One of the biggest challenges facing New Brunswick playwrights has always been the ability to place critical and encouraging eyes on their work. This is especially true in Everett’s case. As a self-described singular and solitary artist, he’s always found support within the community that surrounds NotaBle Acts.

“I am very much a voice in the wilderness,” he said. “So to be welcome into a community and institution such as NotaBle Acts; to have other artists, and experts, say explicitly, ‘your work is worthwhile, you are worthwhile, and we believe in your vision.’ It’s indescribable. And for that to happen two years in a row, it’s no great exaggeration to say that NB Acts made my career, even though I’m in the very fledgling stages of it.

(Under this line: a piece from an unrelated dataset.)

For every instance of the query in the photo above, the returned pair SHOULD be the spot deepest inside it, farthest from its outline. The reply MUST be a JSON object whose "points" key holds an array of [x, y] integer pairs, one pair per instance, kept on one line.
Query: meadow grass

“I went from having my first play produced in last year’s festival to receiving a Creation Grant from ArtsNB for a full-length, site-specific script. And now to be back this year, to have Natasha MacLellan read my work as part of the selection committee, and to be able to work with Rob Kempson as a dramaturge. This is so cheesy, but when people ask me how things are going lately, my honest answer is absolutely amazing. Like, genuinely unbelievably well. And that’s not something that I say lightly.”

For Everett, the festival also offers a chance to be inspired by the work of other New Brunswick writers, some at a similar stage in their careers as he is.

“I was very, very excited for Fruit Machine, and I got to see that opening night,” he said. “I saw it as a work in progress last year and the way it has grown and taken shape since then is really moving. The story is important but I think the experience more poignant and that’s what Alex [Rioux] is communicating – the experience of the gay military purge of the 60s, rather than just the story of it.

“Past that, I’m very much looking forward to seeing With Love, Josephine, the other Acting Out one-act. I have so much respect for playwrights who can convey human drama and emotion in a real world, and I’m excited to see what Sophie [Tremblay-Pietre] has done.

“I’m still kicking myself for missing Jean-Michel Cliche’s site specific play S.C.O.P.E. last year,” said Everett. “I heard the latest draft read as part of the festival kickoff party and it’s aesthetically, emotionally, and structurally exactly my kind of play. So this year I’m resolved to not miss out on a first look at something that may be something much bigger again by next year.”

Greg Everett’s play Gullywhump will run August 1-3 at Memorial Hall as part of Acting Out: Two One-Act Plays. Showtime is 7:30 p.m. and tickets are available at the door.